Aus Nuegierde betrachte ich natürlich die Gegend auch unter dem Aspekt "Campingmöglichkeit" und stelle zu meiner Zufriedenheit fest: wir hatten mit Abstand die beste (oder einzige) Möglichkeit genutzt.

#

Der Tag beginnt mit einer schönen, kurvenreichen Küstenstraße für die Morgengymnastik. Die Lisl tut sich da leichter, sie hat noch einen leeren Magen (seit 2 Tagen). Mit dem letzten Tropfen erreichen wir eine Tankstelle - die Zapfsäule ist außer Betrieb. Aber es gibt ja noch eine zweite. "Bitte an der Pumpe bezahlen" steht da, denn es ist nirgends eine Kasse zu sehen. Der Kartenautomat ist abgesperrt. Und jetzt? Es kommt ja doch Sprit aus dem Zapfhahn!! Sehr gut. Ich frag mal im Gemischtwarenladen gegenüber, wo man bezahlen kann - je, genau hier. Das Spülbecken hinterm Tresen trägt auch ein Schild "Nicht benutzen, defekt". An einer der beiden Kassen wartet eine lange Schlange alter Leute, um ihre Zeitung zu bezahlen. Vor mir hat eine alte Dame bereits ihren Einkauf bezahlt und gibt jetzt noch ihre Lottoscheine ab. Was kann daran soooooo lange dauern, die zu registrieren? Ich hab mir schon die Füße in den Bauch gestanden, bis ich meine Rechnung begleichen darf. Toilette? Ja, haben sie. Im Restaurant nebenan. Sieht alles nach guter Gemeinschaft aus.

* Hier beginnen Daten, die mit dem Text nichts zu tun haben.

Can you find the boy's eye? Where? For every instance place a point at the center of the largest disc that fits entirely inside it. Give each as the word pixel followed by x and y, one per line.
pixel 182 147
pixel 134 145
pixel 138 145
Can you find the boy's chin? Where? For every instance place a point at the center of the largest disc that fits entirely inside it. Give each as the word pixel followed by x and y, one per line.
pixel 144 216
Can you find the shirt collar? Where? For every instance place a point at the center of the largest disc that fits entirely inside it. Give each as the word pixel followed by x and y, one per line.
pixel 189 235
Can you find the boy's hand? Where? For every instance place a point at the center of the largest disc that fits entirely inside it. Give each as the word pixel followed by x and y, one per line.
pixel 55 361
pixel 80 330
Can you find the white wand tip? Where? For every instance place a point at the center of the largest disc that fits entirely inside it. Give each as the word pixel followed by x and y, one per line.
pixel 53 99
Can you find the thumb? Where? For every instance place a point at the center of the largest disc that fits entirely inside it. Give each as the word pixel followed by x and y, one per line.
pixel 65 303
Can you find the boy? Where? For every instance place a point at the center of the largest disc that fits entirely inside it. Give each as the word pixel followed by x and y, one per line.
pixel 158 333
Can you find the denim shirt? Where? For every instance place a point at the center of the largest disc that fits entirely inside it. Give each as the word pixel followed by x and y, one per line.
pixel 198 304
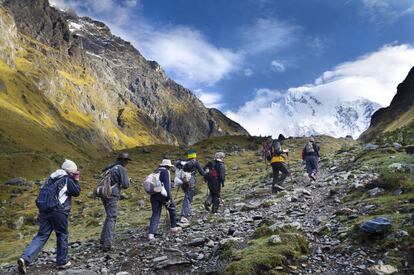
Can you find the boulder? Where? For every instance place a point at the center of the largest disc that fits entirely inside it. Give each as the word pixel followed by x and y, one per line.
pixel 381 270
pixel 16 181
pixel 370 146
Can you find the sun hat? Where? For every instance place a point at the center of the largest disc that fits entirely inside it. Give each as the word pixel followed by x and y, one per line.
pixel 69 166
pixel 166 162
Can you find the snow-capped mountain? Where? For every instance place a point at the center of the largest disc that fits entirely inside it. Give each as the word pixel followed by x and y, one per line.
pixel 306 114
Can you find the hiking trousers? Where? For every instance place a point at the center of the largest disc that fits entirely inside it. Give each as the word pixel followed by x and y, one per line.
pixel 53 221
pixel 158 202
pixel 108 229
pixel 188 199
pixel 215 189
pixel 311 164
pixel 280 172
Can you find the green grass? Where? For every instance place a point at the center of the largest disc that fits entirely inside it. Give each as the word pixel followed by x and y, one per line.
pixel 260 257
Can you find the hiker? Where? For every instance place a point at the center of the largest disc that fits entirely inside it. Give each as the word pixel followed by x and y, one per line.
pixel 54 204
pixel 310 154
pixel 278 163
pixel 158 201
pixel 119 180
pixel 191 166
pixel 215 179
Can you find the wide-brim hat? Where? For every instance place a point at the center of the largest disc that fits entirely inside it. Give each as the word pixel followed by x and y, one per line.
pixel 166 162
pixel 123 156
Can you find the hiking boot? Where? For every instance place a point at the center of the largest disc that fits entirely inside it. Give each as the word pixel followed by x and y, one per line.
pixel 176 229
pixel 21 266
pixel 106 248
pixel 64 266
pixel 276 188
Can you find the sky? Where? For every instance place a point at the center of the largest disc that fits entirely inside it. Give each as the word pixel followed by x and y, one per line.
pixel 228 51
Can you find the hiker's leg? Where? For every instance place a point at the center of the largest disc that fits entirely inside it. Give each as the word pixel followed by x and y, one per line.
pixel 110 221
pixel 36 245
pixel 216 197
pixel 60 226
pixel 308 166
pixel 283 169
pixel 156 206
pixel 173 214
pixel 275 172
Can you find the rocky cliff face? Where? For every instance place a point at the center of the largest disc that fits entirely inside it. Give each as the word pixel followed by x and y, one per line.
pixel 70 75
pixel 399 114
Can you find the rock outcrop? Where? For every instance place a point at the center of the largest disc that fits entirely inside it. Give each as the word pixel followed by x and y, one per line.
pixel 399 114
pixel 69 74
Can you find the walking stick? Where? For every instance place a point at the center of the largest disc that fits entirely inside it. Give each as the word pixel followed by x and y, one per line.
pixel 290 173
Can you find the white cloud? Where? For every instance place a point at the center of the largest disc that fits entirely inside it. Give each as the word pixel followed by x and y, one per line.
pixel 269 34
pixel 188 55
pixel 184 52
pixel 211 100
pixel 248 72
pixel 374 76
pixel 387 11
pixel 277 66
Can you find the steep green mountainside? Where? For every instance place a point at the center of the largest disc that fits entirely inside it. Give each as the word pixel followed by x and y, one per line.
pixel 395 122
pixel 79 95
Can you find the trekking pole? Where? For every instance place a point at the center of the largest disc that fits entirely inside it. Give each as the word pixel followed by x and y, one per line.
pixel 290 173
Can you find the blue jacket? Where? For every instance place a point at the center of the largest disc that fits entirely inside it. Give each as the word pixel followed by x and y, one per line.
pixel 61 178
pixel 119 177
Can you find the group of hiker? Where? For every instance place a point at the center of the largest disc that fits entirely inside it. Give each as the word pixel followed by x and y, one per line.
pixel 54 199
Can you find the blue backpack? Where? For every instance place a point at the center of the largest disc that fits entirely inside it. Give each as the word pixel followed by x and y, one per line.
pixel 48 200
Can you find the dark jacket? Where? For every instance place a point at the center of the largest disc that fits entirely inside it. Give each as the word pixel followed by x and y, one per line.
pixel 119 178
pixel 195 167
pixel 61 178
pixel 315 152
pixel 165 179
pixel 220 168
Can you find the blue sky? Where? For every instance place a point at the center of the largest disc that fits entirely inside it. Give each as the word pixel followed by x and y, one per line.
pixel 228 50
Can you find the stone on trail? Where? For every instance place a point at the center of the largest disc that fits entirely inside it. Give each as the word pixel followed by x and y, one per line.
pixel 375 192
pixel 197 242
pixel 381 270
pixel 275 239
pixel 77 272
pixel 370 146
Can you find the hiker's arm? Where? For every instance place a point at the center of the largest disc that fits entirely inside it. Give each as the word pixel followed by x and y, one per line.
pixel 222 175
pixel 123 178
pixel 73 188
pixel 165 179
pixel 199 168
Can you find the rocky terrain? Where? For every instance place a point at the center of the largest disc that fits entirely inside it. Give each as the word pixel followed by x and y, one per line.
pixel 310 228
pixel 396 120
pixel 79 90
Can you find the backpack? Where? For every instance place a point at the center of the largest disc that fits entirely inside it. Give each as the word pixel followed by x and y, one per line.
pixel 189 166
pixel 48 198
pixel 309 148
pixel 104 188
pixel 276 148
pixel 267 150
pixel 152 183
pixel 212 174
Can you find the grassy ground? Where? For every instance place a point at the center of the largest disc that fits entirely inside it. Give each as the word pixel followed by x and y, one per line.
pixel 245 168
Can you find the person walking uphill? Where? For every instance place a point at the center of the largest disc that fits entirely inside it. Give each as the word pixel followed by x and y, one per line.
pixel 54 203
pixel 215 178
pixel 119 180
pixel 191 166
pixel 310 154
pixel 278 162
pixel 158 201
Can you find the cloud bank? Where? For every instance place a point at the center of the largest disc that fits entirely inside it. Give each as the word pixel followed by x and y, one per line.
pixel 374 76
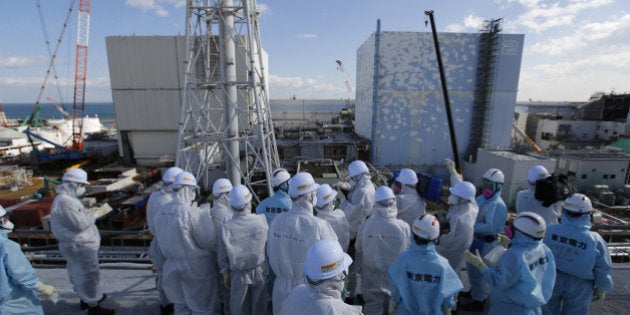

Dieser Küstenabschnitt ist flach, keine Klippen. Der Übergang von Festland zu Moor, Wasserlachen bis zum offenen Meer ist fließend. Nach einem kurzen steilen Aufstieg gelangen wir zwischen Bergen entlang eines munter sprudelnden Flüßchens mit einem netten Wasserfall geht es hinunter zum nächsten Fjord. Ach ist das schön! Der Nebel hat sich etwas gelichtet und ich kann endlich die Motorradbrille absetzen.

Die Gedanken in meinem Kopf entstehen zwar meist in deutsch, aber ich übersetze sie schon automatisch ...derzeit ins englische. Oder ins norwegische? Ich bin mir da nicht sicher. Oft bin ich mir da nicht sicher, denn es tauchen immer wieder Wörter in der falschen Sprache auf oder es fehlen Wörter in der gerade gewünschten Sprache, aber in der anderen sind sie verfügbar. Ein Sprach-Chaos.

Wir entdecken den Connemara Giant, eine Steinstatue am Atlantikufer. ChatGPT beschreibt die Statue so: "Die Statue stellt einen riesigen Mann dar, der eine Art „Kriegerpose“ einnimmt und eine Hand in Richtung Himmel hält." Btte mit dem Foto vergleichen! Und dazu die Historie auf der Metalltafel nebenan. Humor haben sie hier!
In der nächsten Ortschaft möchte mein Navi noch einen Schlenker einbauen - leider gelingt das nicht, denn die gewünschte Straße ist gesperrt. Pferdemarkt. Alles ist voll mit den bekannten Connemara Ponies.

Galway ist schrecklich, was den Verkehr angeht - 30 min stehe ich im Stau. Das bestätigt mir auch Samantha, die Tochter des Hauses, in dem ich heute aufgenommen werde. Sie wohnt z.Zt. mit ihren kleinen Kindern wieder bei den Eltern, da ist Leben in der Bude. Kurz nach 16 Uhr finden wir unsere Übernachtungsmöglichkeit, die Lisl bekommt ein Dach über dem Kopf, das Zelt eine Wäscheleine zum Trocknen. Ich bekomme wieder ein warmes, weiches und vor allem trockenes Bett, David holt das Abendessen beim Inder und zum Nachtisch gibt es Samanthas selbstgebackenen Schokoladen-Gebrutstagskuchen. Und natürlich wieder alle möglichen Benzingeschhichten. Bis ich todmüde bin.